Arno Geiger, geboren 1968 in Bregenz, ist ein österreichischer Schriftsteller. Er hat bereits mehrere Preise gewonnen für seine Romane, die auf verschiedene Art und Weise das Leitmotiv seines Kunstverständnisses verkörpern: „Kunst bewahrt den Menschen nicht vor dem Chaos, sondern vor der Ordnung. Kunst bewahrt das Individuum vor dem eindimensionalen Blick. Einzigartig ist der Mensch nicht auf einfache, sondern auf komplizierte Art.“
Dieser Roman ist ein gelungenes Beispiel dieser Lebensphilosophie. Wir schreiben das Jahr 1558. Karl I. von Spanien und V. von Deutschland, König und Kaiser, Vater des Königs Philipps, „in dessen Reich die Sonne nie unterging“, lebt seit fast zwei Jahren zurückgezogen in einem Palast neben dem Kloster Yuste in La Vera, Extremadura (Spanien). Fast 60 Personen kümmern sich um ihn und begleiten ihn in seinen letzten Tagen. Sein Zustand ist erbärmlich.
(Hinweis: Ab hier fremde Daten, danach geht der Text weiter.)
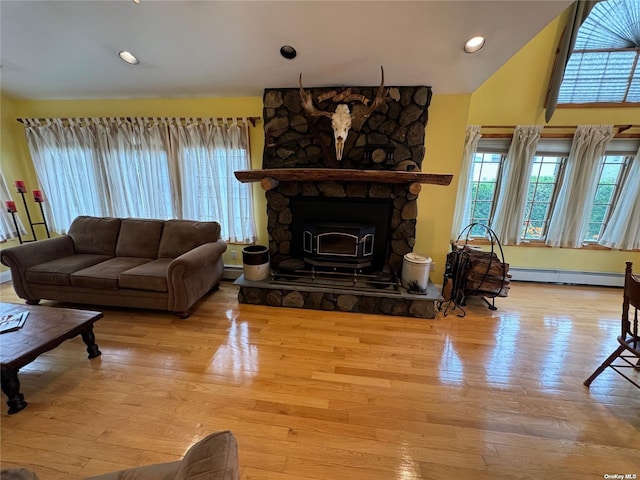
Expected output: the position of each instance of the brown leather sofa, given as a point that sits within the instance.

Gicht und anhaltendes Fieber haben ihn so sehr gezeichnet, dass er sich nicht mehr frei bewegen kann. Das Buch beginnt mit der grausamen Beschreibung der Badezeremonie, bei der er von seinen Dienern nackt mit einem Kran in eine Wanne im Palasthof gehievt wird. Von seiner Größe ist, zumindest äußerlich, wenig geblieben. Sein Arzt Mathys, sein Beichtvater Pater Regla und seine Begleiter sind sich bewusst, dass sie die letzten Tage des Habsburger Großkönigs erleben, der in seiner Person die Königreiche der Iberischen Halbinsel und des Heiligen Römischen Reiches vereinte, der gegen die Osmanen im Osten und gegen die protestantischen Fürsten in Mitteleuropa kämpfte. Aber, fragt sich der König ohne Reich, wer und was war er, der zum König gekrönt wurde, bevor er eine Persönlichkeit wurde, und der sich in Nichts verwandelte, in ein Wrack, als er aufhörte, König zu sein?
Das Buch beschreibt dann eine phantastische Reise in die entgegengesetzte Richtung des Weges, der ihn von Laredo nach Yuste führte. Als Begleiter wählt er den Pagen Geronimo, der in Wirklichkeit der leibliche Sohn des Königs ist, und bald darauf schließt er sich dem Brüderpaar Honza und Angelita an, die er vor der Lynchjustiz rettet, weil sie Cagots sind. Nach einer mehrwöchigen Reise voller Abenteuer erreichen sie die „Tote Stadt“, wo sie in einem Gasthaus übernachten und Karl seine Leidenschaft für das Kartenspiel, den Alkohol und den Streit entdeckt, wodurch er seine Zurückhaltung und die Bindungen an seine königliche Vergangenheit ablegt.
Das Buch kann als eine Mischung aus den Abenteuern des Don Quijote und einem Westernroman gelesen werden, mit fantastischen Elementen wie der Anwesenheit eines Greifs. Die Reflexionen von Karl, der auf seiner Reise wieder zu Kräften kommt, seine Beziehungen und Gespräche mit seinen verschiedenen Verbündeten und Feinden, sein Verzicht auf alles, was ihm wichtig war, bis nur noch der Mensch Karl übrig bleibt, füllen die Seiten dieses interessanten Buches. Wenn wir uns an die historischen Fakten halten, könnten wir argumentieren, dass Karl in Wirklichkeit Yuste nie verlassen hat und dort im September 1558 gestorben ist. Aber, wer interessiert sich schon für Fakten, wenn man die Betrachtungen in diesem Buch liest?